Tomkins, like many of his contemporaries, owes a great deal to Carr and the Hammers centre-half paid tribute to his unstinting work for the Club.
He said: "I've known Tony for years, since he first brought me through the ranks when I left school. He's had a massive influence on my career as he helped with the big step from being a young lad in the Under-18s to playing for the reserves and then, eventually, the first team.
"I think he's been successful because of his coaching methods and the way he goes about training. He makes you feel loved and part of a family. West Ham has always been a family Club and you can always go and talk to him. I'm sure he's got a few years left in him yet but what he has achieved has been fantastic when you look at the number of players he has delivered for West Ham.

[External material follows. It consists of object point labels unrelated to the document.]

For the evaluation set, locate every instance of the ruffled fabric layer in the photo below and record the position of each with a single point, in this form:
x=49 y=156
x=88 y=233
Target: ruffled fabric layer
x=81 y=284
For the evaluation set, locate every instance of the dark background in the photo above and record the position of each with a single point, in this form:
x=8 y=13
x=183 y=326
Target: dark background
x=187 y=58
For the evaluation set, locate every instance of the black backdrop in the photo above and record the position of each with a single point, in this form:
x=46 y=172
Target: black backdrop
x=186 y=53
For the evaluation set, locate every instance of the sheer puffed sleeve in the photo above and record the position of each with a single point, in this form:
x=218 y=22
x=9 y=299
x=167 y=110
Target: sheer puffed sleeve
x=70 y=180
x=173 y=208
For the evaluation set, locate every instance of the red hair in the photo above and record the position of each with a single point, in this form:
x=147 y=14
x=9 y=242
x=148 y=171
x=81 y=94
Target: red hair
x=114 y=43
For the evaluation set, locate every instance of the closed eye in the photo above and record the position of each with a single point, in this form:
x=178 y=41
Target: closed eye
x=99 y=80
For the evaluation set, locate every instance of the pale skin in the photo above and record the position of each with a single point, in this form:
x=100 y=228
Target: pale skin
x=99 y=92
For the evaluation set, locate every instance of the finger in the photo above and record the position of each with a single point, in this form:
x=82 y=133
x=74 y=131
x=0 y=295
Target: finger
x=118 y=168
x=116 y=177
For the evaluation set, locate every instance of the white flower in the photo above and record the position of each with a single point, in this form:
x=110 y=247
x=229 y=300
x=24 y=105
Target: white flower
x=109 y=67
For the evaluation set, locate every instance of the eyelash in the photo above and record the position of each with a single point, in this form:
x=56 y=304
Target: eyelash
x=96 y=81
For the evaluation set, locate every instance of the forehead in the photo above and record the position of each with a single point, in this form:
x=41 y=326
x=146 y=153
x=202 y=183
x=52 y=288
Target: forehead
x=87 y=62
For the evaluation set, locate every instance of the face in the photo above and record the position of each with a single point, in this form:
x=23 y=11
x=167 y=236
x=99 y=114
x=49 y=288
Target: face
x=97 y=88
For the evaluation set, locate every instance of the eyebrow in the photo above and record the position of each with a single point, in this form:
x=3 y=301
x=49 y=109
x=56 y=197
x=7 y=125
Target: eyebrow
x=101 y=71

"It would be a hard feat for anyone to replicate. It doesn't come by luck, it comes through the hard work he has put in. We all have so much respect for him. I'd like to wish him a happy 40th anniversary. 40 years is incredible. Tony is a top man and I hope he stays in the game for many more years yet as he his record speaks for itself."
Tomkins can rest assured that Carr has no plans to hang up his boots just yet, not least with the likes of Dan Potts and Seb Lletget starting to make an impression in senior football.
"I am now in the position to watch young Dan Potts getting his foot in the door with the first team and I had his dad, Steve, come through as a youth player in our Academy, who's now back at the Club managing the Under-18s. Though it does make you feel a bit old!
"Seb Lletget is another young player who has caught manager Sam Allardyce's eye and is grabbing his chance. To be part of it all still after this time, is still something I enjoy and relish coming into every day."
Like anything else in football, coaching has changed a great deal over the years, and Carr, together with his colleagues, have overseen the Academy's growth with the introduction of the Elite Player Performance Plan. The future is also set to bring transition off the pitch and Carr feels as privileged as ever to be a part of West Ham United.
"It is an exciting time. If we are to move forward as a Club, you have to look at everything and that includes the Stadium you play in. I think it's good news and will hopefully allow us to reach the next level at the Olympic Stadium.
"For me, I still have the hunger for the challenge of seeing where the next young player is coming from and ensuring we have a successful academy. I am now in the middle of another pre-season and still enjoying it. I feel I have a few years in me yet!"